Alzi la mano chi conosce il kodinzon.
Immaginiamo non siate in tanti, benché stiamo parlando di un prodotto antico, tipico del bellunese e in particolare della località San Zenon di Sospirolo.
Il suo nome deriva da kodinz, che in dialetto indica lo spicchio di mela essiccato. Infatti il kodinzon è una pasta di mele essiccate di antiche varietà locali, come renette o ferro cesio dalla polpa asciutta. Tutto naturale e molto energetico.

Come si prepara? Si sbucciano e tagliano a pezzetti le mele, si fanno cuocere fino a ottenere una purea che viene posta su una lastra di metallo fatta asciugare in un essiccatoio.
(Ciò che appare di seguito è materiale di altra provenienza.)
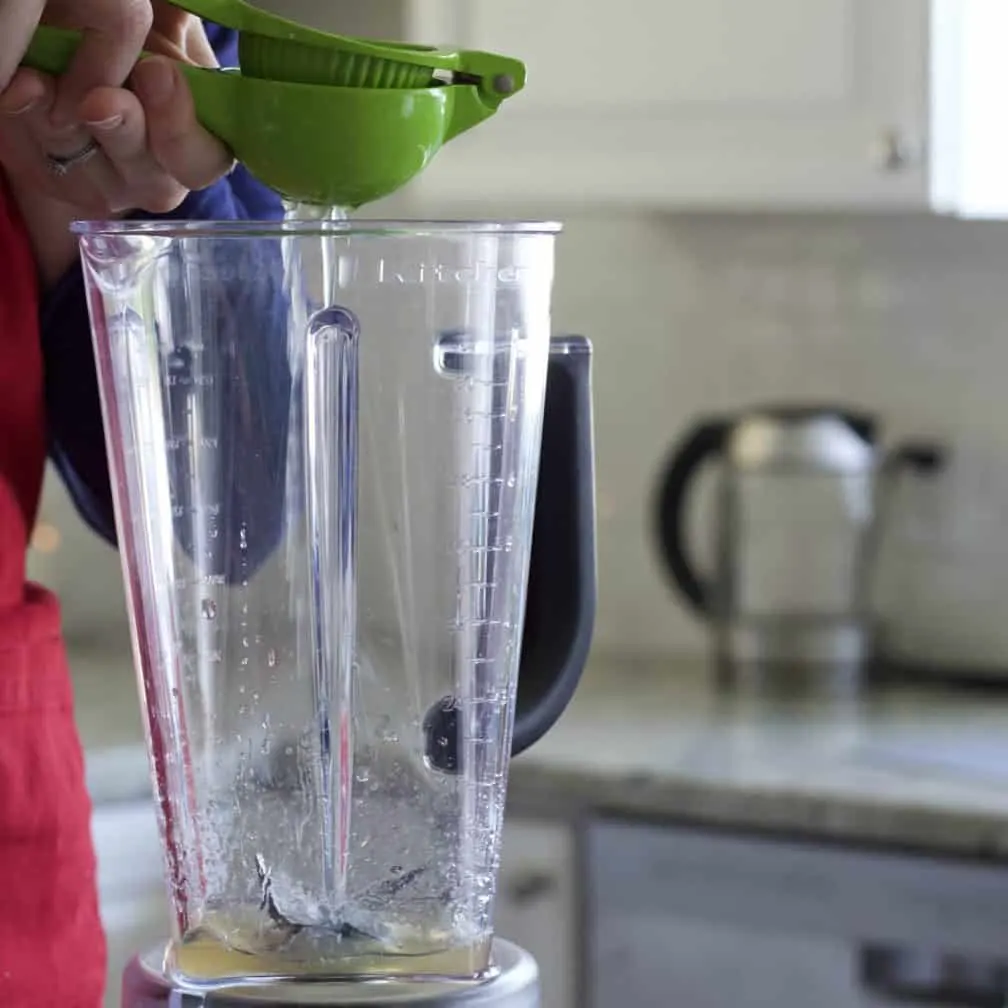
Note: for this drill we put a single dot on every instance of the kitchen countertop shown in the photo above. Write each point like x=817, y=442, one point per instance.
x=923, y=769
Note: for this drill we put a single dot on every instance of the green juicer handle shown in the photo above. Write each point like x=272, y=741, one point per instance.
x=51, y=50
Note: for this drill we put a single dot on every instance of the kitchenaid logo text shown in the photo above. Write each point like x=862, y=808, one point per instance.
x=417, y=274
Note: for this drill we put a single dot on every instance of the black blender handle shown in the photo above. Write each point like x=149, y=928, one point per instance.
x=703, y=442
x=559, y=608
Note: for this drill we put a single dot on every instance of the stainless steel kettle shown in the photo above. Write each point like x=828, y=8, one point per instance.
x=800, y=495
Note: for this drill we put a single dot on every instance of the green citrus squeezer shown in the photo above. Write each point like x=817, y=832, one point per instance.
x=322, y=118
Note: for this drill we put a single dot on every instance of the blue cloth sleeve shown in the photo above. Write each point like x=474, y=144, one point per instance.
x=255, y=452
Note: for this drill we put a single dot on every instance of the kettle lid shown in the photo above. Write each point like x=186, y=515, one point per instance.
x=807, y=437
x=863, y=424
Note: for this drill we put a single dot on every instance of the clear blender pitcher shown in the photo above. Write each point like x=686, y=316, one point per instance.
x=325, y=449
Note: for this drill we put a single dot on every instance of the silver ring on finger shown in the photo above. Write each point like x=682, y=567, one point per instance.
x=60, y=166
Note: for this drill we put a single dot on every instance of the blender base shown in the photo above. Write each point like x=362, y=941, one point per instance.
x=515, y=986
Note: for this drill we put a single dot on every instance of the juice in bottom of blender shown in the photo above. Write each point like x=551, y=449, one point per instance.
x=420, y=879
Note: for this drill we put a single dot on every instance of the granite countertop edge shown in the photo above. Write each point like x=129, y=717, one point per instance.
x=690, y=766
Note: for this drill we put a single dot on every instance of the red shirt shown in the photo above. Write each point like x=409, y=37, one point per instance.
x=51, y=946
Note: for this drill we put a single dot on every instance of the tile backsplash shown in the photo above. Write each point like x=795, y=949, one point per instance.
x=905, y=317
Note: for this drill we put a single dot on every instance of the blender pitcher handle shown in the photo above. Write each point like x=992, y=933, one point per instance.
x=559, y=609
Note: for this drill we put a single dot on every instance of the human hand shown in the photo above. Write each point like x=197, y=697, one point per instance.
x=114, y=31
x=138, y=149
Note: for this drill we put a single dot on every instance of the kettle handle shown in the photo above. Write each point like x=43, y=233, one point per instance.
x=705, y=441
x=560, y=601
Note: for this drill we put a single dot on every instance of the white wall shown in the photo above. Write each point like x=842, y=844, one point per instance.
x=907, y=317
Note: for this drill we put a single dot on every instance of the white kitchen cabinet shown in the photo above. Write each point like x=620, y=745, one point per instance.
x=537, y=904
x=723, y=104
x=130, y=885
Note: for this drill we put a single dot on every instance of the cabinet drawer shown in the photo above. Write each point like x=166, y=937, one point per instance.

Dopo 24 ore, la sfoglia viene tagliata in barrette che sono già pronte per essere consumate (servono 8 kg di mele per ottenere 1 kg di kodinzon). Un tempo il kondizon veniva prodotto per donarlo ai bambini durante le feste di Natale e questa tecnica era impiegata anche per conservare altra frutta come albicocche, prugne o pesche.

Questo prodotto, recensito sul Golosario, è stato brevettato dalla signora Agnese Lise di Sospirolo (fraz. San Zenon, 116 – tel. 043789648) che continua a produrlo insieme alle sue varianti più golose: la Kodinza, una saporosa torta di mele, e le kodinze ovvero rondelle di mela essiccate al sole, pronte da gustare anche con un bicchiere di vin brulé. Per gli acquisti c’è anche l’erboristeria Centerbe di Agordo (via Garibaldi, 32 – tel. 043762814) di Mauro e Lucia Raffa, che abitano a Sospirolo e ci hanno fatto conoscere questo straordinario energetico naturale. Il kodinzon ha consistenza gommosa, sapore dolce e piacevole, che ricorda quello delle caramelle alla frutta. Pur avendo un’origine molto antica oggi può trovare opportunità di consumo per gli sportivi e per quanti hanno bisogno di assimilare energie di pronto impiego attraverso un alimento pratico, genuino e naturale e, perchè no? Anche molto buono!